Uma mulher grávida de três meses e seu filho de apenas 4 anos foram encontrados mortos e carbonizados dentro de uma residência incendiada por criminosos.
As vítimas foram identificadas como Samira Costa Correia e o pequeno Yan Kaleb Costa Santos.
O Ataque
De acordo com relatos de testemunhas enviados à polícia, um grupo composto por aproximadamente 15 homens armados invadiu a localidade e arrombou três imóveis pertencentes à mesma família. No entanto, apenas a residência onde Samira e Yan estavam encontrava-se ocupada no momento da invasão. Os criminosos efetuaram diversos disparos de arma de fogo e, em seguida, atearam fogo na casa com as vítimas dentro.
Investigação e Perícia
A Polícia Militar esteve no local e isolou a área. Impressiona a quantidade de tiros efetuados.
A perícia recolheu cerca de 100 estojos de munição deflagrada no endereço do crime. Entre os calibres identificados pela PM estão cápsulas de 9 milímetros, .38, .40 e espingarda calibre 12.

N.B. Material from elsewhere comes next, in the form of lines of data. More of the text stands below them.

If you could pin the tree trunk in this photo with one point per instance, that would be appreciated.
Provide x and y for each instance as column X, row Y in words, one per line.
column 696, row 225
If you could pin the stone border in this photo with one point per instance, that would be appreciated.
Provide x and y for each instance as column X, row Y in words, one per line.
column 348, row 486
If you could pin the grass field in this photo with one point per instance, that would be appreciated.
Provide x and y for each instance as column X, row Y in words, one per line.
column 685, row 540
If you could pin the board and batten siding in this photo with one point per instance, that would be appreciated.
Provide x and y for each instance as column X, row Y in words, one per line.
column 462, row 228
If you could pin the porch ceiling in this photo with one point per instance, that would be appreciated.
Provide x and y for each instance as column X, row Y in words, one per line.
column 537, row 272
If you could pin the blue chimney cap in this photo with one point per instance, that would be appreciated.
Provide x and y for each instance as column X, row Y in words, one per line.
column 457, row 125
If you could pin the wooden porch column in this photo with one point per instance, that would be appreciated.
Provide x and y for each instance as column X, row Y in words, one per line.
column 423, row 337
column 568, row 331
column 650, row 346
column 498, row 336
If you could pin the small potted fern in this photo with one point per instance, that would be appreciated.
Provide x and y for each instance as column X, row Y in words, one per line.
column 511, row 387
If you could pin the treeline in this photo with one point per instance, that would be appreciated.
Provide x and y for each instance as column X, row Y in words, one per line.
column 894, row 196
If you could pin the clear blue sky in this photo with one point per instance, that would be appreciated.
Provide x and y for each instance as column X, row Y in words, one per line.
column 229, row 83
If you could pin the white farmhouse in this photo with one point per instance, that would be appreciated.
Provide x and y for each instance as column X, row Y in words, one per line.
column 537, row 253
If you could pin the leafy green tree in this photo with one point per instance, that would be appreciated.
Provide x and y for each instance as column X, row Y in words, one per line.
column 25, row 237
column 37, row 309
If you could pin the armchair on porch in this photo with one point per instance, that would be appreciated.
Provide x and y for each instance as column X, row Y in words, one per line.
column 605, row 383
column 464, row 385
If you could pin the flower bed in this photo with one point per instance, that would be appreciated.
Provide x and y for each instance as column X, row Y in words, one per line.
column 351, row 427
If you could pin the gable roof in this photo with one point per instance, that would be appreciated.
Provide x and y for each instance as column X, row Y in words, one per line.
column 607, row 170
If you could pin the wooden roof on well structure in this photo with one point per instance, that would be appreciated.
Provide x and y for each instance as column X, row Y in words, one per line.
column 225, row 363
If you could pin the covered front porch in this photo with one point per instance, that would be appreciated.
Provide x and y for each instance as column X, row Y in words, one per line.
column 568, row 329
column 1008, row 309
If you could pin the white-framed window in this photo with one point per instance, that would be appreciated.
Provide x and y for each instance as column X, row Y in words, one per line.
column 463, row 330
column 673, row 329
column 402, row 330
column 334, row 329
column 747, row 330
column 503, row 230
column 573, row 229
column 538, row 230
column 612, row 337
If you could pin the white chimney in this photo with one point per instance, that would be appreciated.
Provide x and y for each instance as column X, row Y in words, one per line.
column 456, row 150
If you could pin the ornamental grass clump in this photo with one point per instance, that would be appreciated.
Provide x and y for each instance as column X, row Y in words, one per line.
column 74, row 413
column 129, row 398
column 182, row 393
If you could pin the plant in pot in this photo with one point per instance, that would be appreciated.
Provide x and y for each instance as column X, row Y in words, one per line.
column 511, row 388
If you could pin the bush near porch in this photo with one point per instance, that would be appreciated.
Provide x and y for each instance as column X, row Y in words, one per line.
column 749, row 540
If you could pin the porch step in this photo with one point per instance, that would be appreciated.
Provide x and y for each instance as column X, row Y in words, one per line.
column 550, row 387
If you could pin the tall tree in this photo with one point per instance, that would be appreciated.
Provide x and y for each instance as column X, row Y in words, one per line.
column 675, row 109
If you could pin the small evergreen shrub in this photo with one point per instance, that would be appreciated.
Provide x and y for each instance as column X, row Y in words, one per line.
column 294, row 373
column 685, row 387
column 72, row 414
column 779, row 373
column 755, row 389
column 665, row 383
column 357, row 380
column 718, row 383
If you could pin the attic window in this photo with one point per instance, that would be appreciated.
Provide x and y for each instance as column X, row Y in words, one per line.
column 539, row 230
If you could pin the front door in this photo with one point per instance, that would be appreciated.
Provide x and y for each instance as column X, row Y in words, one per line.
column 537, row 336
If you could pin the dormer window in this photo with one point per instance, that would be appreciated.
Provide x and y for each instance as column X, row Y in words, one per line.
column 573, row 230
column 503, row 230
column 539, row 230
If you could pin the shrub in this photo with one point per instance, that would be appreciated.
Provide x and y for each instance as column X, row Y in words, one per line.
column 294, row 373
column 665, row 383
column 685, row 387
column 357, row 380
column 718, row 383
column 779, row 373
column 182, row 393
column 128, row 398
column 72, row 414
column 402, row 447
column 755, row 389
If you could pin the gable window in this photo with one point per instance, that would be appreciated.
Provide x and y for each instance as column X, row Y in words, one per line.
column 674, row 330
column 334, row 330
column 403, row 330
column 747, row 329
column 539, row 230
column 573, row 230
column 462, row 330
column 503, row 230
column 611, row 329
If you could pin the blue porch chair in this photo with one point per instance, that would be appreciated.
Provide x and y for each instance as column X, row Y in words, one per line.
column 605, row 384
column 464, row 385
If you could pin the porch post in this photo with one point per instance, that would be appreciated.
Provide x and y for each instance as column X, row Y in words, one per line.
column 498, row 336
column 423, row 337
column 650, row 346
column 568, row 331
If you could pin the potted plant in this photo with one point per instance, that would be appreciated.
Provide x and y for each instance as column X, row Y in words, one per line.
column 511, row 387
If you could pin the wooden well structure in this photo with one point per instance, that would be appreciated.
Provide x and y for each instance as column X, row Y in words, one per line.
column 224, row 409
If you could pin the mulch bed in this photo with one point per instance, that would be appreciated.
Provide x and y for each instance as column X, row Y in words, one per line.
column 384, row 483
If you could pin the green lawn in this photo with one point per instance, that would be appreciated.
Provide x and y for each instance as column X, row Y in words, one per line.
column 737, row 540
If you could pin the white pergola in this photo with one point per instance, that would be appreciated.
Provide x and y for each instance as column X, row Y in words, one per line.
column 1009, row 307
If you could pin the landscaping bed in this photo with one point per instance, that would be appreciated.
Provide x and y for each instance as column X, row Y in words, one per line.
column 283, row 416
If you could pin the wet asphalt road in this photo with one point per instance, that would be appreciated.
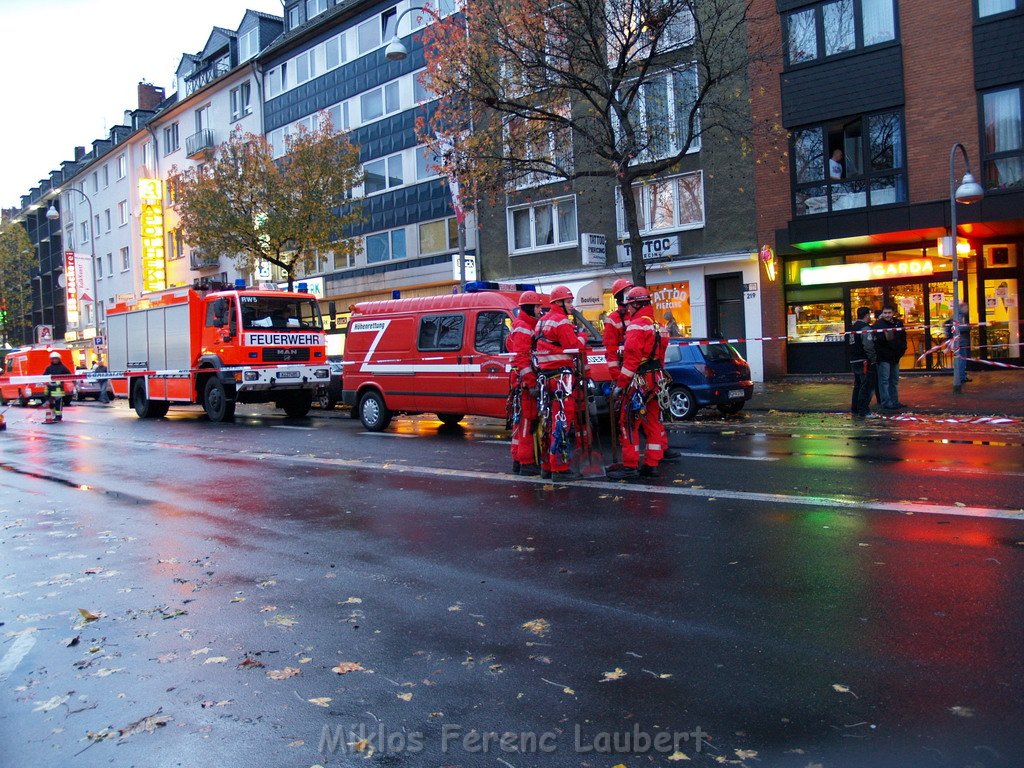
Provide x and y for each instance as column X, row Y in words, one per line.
column 796, row 592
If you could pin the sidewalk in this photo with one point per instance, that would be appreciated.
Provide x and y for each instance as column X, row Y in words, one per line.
column 988, row 393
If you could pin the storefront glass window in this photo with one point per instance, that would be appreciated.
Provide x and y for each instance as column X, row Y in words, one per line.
column 818, row 322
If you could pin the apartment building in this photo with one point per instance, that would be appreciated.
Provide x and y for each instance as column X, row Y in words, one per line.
column 876, row 96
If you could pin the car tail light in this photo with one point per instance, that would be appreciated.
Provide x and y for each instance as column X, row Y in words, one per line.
column 707, row 371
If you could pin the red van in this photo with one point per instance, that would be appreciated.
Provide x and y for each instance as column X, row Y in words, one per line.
column 439, row 354
column 30, row 361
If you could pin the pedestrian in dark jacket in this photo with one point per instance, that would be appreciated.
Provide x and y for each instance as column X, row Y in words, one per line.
column 862, row 363
column 890, row 345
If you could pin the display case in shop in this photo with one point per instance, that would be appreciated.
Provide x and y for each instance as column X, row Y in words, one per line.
column 818, row 322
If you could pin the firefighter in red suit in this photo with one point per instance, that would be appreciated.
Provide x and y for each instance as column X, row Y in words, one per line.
column 614, row 328
column 557, row 344
column 523, row 384
column 637, row 387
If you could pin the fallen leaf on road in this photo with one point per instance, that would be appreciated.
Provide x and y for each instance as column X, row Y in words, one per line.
column 147, row 724
column 539, row 627
column 283, row 674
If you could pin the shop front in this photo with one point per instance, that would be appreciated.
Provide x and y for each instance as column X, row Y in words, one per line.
column 822, row 294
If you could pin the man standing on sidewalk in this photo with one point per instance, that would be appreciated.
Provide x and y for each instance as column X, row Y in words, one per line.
column 862, row 361
column 890, row 344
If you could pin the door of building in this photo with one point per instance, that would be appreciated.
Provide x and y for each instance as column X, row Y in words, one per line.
column 726, row 317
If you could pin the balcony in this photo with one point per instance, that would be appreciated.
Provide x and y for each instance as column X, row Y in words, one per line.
column 201, row 260
column 199, row 143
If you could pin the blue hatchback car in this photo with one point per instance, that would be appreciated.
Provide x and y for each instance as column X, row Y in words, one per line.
column 704, row 373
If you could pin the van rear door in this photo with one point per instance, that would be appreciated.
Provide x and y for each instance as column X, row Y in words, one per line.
column 487, row 377
column 439, row 372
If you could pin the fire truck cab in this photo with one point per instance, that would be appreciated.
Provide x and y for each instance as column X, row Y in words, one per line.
column 439, row 354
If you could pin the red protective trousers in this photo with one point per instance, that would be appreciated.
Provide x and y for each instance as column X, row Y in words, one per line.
column 648, row 421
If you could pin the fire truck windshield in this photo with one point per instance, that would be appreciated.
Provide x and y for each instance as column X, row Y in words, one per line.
column 280, row 313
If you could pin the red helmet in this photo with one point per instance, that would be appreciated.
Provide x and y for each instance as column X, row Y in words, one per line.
column 560, row 293
column 530, row 297
column 637, row 295
column 620, row 285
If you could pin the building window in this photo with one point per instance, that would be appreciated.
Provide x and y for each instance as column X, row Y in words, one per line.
column 991, row 7
column 854, row 163
column 838, row 27
column 385, row 246
column 314, row 8
column 382, row 174
column 248, row 44
column 1003, row 157
column 542, row 225
column 241, row 100
column 171, row 138
column 665, row 103
column 666, row 204
column 438, row 237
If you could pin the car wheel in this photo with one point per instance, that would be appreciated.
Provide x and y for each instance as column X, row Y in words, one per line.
column 373, row 413
column 325, row 400
column 216, row 402
column 298, row 404
column 682, row 403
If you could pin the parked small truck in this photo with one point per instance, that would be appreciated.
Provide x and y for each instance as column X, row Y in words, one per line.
column 217, row 348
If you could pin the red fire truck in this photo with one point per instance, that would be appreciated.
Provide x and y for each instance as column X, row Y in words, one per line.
column 217, row 348
column 441, row 354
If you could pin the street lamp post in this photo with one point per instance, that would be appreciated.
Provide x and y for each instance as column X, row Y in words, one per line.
column 969, row 192
column 396, row 51
column 53, row 215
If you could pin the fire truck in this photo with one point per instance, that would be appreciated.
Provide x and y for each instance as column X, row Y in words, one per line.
column 217, row 347
column 443, row 354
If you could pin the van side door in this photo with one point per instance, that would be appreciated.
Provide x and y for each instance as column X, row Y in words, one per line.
column 439, row 371
column 487, row 377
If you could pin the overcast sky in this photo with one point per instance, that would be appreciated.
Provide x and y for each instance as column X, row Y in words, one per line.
column 70, row 69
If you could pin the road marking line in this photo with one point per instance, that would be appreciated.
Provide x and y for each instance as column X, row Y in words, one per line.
column 23, row 644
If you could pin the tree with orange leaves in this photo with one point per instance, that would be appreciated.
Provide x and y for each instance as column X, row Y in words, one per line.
column 247, row 206
column 538, row 91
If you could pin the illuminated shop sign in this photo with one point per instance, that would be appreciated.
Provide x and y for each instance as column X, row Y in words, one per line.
column 71, row 288
column 823, row 275
column 152, row 222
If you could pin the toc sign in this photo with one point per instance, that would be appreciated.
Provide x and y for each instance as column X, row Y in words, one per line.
column 656, row 249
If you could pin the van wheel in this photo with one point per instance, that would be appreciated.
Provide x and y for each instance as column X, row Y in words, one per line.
column 298, row 404
column 373, row 413
column 682, row 403
column 144, row 408
column 217, row 404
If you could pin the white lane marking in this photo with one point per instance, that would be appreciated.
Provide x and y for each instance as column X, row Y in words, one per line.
column 17, row 651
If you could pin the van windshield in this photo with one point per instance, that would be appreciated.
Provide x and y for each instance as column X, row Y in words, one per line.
column 280, row 313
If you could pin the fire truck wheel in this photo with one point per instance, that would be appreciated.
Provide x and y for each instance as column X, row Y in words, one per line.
column 217, row 404
column 373, row 413
column 298, row 404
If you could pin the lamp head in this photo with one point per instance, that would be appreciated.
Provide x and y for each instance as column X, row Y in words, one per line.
column 395, row 51
column 969, row 190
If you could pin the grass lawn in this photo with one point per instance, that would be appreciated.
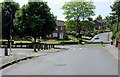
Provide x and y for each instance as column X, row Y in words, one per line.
column 93, row 45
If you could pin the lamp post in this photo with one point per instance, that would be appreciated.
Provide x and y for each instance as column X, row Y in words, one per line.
column 117, row 21
column 9, row 13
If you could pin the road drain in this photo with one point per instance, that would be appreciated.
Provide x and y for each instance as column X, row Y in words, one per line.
column 60, row 64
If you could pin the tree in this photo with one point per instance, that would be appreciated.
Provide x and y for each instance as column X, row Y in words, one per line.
column 40, row 22
column 9, row 9
column 77, row 11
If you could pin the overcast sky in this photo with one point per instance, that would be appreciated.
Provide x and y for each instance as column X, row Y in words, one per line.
column 102, row 7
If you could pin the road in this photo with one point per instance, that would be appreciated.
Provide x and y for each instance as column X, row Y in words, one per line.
column 76, row 60
column 105, row 37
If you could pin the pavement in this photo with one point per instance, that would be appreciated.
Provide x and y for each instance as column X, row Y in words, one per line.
column 114, row 51
column 19, row 54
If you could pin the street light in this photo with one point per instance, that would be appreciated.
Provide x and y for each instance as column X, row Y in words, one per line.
column 117, row 21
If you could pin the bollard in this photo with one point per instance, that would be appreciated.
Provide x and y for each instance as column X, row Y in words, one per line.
column 6, row 51
column 53, row 46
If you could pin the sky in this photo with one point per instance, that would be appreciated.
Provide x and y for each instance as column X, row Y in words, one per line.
column 102, row 7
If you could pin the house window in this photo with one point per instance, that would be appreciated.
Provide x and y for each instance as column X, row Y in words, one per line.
column 61, row 36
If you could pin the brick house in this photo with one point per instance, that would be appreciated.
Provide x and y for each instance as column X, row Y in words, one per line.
column 59, row 32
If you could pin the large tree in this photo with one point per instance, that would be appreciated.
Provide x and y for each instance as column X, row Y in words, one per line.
column 9, row 9
column 77, row 11
column 35, row 19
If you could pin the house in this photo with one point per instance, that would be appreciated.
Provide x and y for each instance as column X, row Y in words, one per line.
column 99, row 24
column 60, row 30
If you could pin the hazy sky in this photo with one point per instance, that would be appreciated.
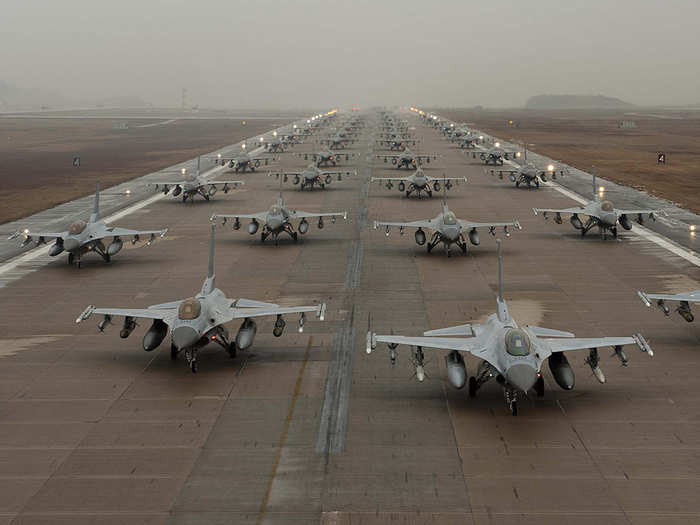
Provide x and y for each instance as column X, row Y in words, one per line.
column 314, row 53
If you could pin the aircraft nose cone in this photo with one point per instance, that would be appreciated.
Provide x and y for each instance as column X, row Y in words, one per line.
column 71, row 244
column 521, row 376
column 274, row 223
column 185, row 336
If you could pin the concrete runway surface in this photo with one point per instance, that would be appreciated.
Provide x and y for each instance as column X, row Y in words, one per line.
column 307, row 428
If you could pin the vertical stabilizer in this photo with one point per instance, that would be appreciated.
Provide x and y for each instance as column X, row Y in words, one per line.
column 500, row 271
column 96, row 206
column 595, row 188
column 211, row 252
column 209, row 282
column 502, row 312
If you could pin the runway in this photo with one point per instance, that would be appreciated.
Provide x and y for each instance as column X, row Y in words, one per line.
column 309, row 429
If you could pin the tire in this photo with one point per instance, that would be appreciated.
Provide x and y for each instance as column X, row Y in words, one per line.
column 472, row 386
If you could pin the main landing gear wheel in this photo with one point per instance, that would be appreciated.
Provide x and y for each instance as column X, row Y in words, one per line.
column 539, row 386
column 472, row 386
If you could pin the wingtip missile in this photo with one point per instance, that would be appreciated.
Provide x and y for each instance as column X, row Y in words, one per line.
column 85, row 314
column 644, row 298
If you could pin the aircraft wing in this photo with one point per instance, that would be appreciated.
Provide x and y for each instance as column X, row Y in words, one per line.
column 336, row 172
column 304, row 214
column 425, row 223
column 565, row 344
column 165, row 314
column 691, row 297
column 467, row 225
column 257, row 216
column 638, row 212
column 282, row 173
column 238, row 313
column 440, row 179
column 545, row 211
column 224, row 182
column 474, row 345
column 124, row 232
column 380, row 179
column 40, row 236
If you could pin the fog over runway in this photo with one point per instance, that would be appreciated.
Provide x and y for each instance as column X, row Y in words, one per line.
column 309, row 429
column 319, row 53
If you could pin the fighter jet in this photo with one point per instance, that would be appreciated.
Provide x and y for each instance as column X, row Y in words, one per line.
column 496, row 155
column 419, row 182
column 191, row 186
column 87, row 236
column 468, row 141
column 512, row 354
column 448, row 229
column 199, row 320
column 325, row 157
column 529, row 174
column 684, row 299
column 337, row 141
column 278, row 144
column 278, row 219
column 601, row 213
column 396, row 144
column 407, row 159
column 244, row 161
column 311, row 176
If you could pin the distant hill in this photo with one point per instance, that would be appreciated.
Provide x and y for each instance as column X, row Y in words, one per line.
column 575, row 102
column 14, row 98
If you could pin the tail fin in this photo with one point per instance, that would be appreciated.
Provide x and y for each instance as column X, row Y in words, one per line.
column 210, row 281
column 500, row 271
column 211, row 252
column 96, row 206
column 595, row 187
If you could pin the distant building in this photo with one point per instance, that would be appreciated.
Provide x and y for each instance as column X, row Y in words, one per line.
column 627, row 124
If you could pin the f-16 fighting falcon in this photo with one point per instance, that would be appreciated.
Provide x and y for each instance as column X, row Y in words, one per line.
column 512, row 354
column 529, row 174
column 199, row 320
column 324, row 157
column 195, row 185
column 601, row 213
column 244, row 161
column 468, row 141
column 311, row 176
column 84, row 237
column 407, row 159
column 419, row 182
column 684, row 299
column 278, row 219
column 278, row 144
column 396, row 143
column 337, row 141
column 496, row 155
column 448, row 229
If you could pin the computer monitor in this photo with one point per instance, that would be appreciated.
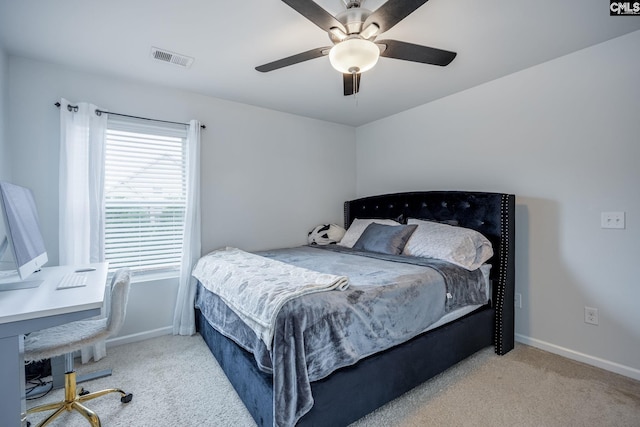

A causa exata das mortes de mãe e filho ainda não foi determinada de forma oficial.
Exames periciais do Instituto Médico Legal (IML) devem apontar nos próximos dias se as vítimas faleceram em decorrência dos tiros ou se foram queimadas vivas pelo incêndio provocado pelos executores.
Possível Motivação
A linha de investigação inicial aponta para um possível acerto de contas ou guerra de facções.
Conforme depoimentos colhidos de testemunhas locais, o companheiro de Samira e pai de Yan, identificado como Josef Abreu Santos, teria ligação com um grupo criminoso da região.
A principal suspeita é de que o ataque tenha sido motivado por uma disputa violenta entre facções rivais.
A Polícia Civil do Maranhão informou que essas alegações ainda estão sendo apuradas rigorosamente e que diligências estão em andamento para tentar identificar e prender os integrantes do bando que promoveu o massacre.